Kanal24, Malang – Organisasi Kerja Sama dan Pembangunan Ekonomi (OECD) memproyeksikan pertumbuhan ekonomi Indonesia akan mencapai 4,8 persen pada tahun 2026. Proyeksi ini mencerminkan kondisi ekonomi global yang masih diliputi ketidakpastian, meskipun Indonesia dinilai tetap memiliki fondasi ekonomi yang cukup kuat untuk bertahan.
Dalam laporan terbarunya, OECD menyebutkan bahwa pertumbuhan ekonomi Indonesia cenderung melambat dibandingkan dengan target yang ditetapkan pemerintah. Perlambatan ini tidak lepas dari tekanan eksternal, seperti melemahnya pertumbuhan ekonomi global, ketegangan geopolitik, serta fluktuasi perdagangan internasional yang berdampak pada kinerja ekspor.
Meski demikian, konsumsi rumah tangga masih menjadi penopang utama pertumbuhan ekonomi nasional.
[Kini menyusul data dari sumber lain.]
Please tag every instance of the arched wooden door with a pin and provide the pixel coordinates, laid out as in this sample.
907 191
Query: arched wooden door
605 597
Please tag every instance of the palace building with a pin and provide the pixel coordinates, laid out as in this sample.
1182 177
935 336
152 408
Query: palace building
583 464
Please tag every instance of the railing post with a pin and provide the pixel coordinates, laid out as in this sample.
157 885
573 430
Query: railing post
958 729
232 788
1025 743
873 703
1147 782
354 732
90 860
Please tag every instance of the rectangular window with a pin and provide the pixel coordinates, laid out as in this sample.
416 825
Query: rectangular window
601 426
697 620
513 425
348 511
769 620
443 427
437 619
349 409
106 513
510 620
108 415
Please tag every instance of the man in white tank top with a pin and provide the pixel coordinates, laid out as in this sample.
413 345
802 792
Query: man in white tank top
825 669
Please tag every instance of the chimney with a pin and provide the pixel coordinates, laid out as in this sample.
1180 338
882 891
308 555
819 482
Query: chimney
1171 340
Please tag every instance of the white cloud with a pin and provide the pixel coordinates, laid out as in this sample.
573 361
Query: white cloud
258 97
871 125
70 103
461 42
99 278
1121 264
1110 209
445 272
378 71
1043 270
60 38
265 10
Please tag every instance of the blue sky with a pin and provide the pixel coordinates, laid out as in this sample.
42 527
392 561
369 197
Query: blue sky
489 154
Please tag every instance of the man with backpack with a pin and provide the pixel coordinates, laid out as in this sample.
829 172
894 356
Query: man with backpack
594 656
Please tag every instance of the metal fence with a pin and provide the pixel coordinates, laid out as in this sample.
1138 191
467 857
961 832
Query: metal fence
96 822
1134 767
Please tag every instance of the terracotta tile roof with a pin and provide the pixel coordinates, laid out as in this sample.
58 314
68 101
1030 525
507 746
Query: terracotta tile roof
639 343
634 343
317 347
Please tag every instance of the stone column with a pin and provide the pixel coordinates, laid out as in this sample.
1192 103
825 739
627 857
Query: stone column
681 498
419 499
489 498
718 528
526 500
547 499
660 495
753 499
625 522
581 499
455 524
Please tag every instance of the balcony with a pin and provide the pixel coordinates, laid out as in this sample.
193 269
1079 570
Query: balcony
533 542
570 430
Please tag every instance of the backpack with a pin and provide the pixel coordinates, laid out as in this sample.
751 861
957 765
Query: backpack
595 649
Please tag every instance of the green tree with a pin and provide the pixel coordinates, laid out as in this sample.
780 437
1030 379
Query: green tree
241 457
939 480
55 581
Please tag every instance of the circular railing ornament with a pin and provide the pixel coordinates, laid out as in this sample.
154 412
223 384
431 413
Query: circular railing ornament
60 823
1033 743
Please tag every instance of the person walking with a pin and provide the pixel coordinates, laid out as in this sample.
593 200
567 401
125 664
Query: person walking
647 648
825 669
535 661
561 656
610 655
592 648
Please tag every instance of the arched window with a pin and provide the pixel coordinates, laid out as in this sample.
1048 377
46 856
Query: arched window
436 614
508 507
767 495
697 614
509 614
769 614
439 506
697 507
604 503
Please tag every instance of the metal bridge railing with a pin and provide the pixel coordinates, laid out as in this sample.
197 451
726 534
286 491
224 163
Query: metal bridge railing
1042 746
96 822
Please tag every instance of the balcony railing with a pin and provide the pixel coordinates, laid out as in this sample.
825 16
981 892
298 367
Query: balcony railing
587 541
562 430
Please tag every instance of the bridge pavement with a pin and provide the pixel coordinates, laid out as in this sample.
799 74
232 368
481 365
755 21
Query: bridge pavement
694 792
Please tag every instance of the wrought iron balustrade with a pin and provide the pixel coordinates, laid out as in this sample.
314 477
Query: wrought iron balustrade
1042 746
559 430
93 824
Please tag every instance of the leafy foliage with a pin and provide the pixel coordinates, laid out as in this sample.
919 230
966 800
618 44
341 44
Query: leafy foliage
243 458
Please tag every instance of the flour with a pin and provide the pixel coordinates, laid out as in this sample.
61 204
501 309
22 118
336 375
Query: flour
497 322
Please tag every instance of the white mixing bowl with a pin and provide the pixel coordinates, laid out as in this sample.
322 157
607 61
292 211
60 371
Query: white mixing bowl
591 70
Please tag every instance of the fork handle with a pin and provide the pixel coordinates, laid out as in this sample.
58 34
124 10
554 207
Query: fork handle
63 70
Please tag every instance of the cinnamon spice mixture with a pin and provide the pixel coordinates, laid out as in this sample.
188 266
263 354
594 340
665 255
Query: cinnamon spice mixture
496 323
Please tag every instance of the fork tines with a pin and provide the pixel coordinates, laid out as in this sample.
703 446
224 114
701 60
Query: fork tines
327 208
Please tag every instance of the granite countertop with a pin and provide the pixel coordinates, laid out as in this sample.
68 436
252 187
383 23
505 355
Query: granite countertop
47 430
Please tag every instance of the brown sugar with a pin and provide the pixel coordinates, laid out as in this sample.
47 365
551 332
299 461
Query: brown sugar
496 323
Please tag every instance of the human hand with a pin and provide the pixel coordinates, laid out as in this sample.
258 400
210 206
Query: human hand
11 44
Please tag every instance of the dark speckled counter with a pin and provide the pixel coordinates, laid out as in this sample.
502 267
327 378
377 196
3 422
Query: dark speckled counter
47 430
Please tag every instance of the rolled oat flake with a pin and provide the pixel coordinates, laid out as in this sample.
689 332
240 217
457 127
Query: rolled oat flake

Stabilitas daya beli masyarakat dinilai mampu menjaga laju pertumbuhan tetap positif, terutama di tengah kondisi global yang tidak menentu. Selain itu, peningkatan aktivitas ekonomi domestik juga turut berkontribusi dalam menopang pertumbuhan.
Baca juga:
Yang Perlu Kamu Tahu: Bagaimana Perang Iran Berdampak ke Indonesia
OECD juga menyoroti bahwa investasi masih menjadi tantangan yang perlu diatasi. Ketidakpastian global membuat investor cenderung berhati-hati dalam menanamkan modal, baik di sektor riil maupun keuangan. Oleh karena itu, diperlukan upaya lebih lanjut dari pemerintah untuk menciptakan iklim investasi yang kondusif dan menarik.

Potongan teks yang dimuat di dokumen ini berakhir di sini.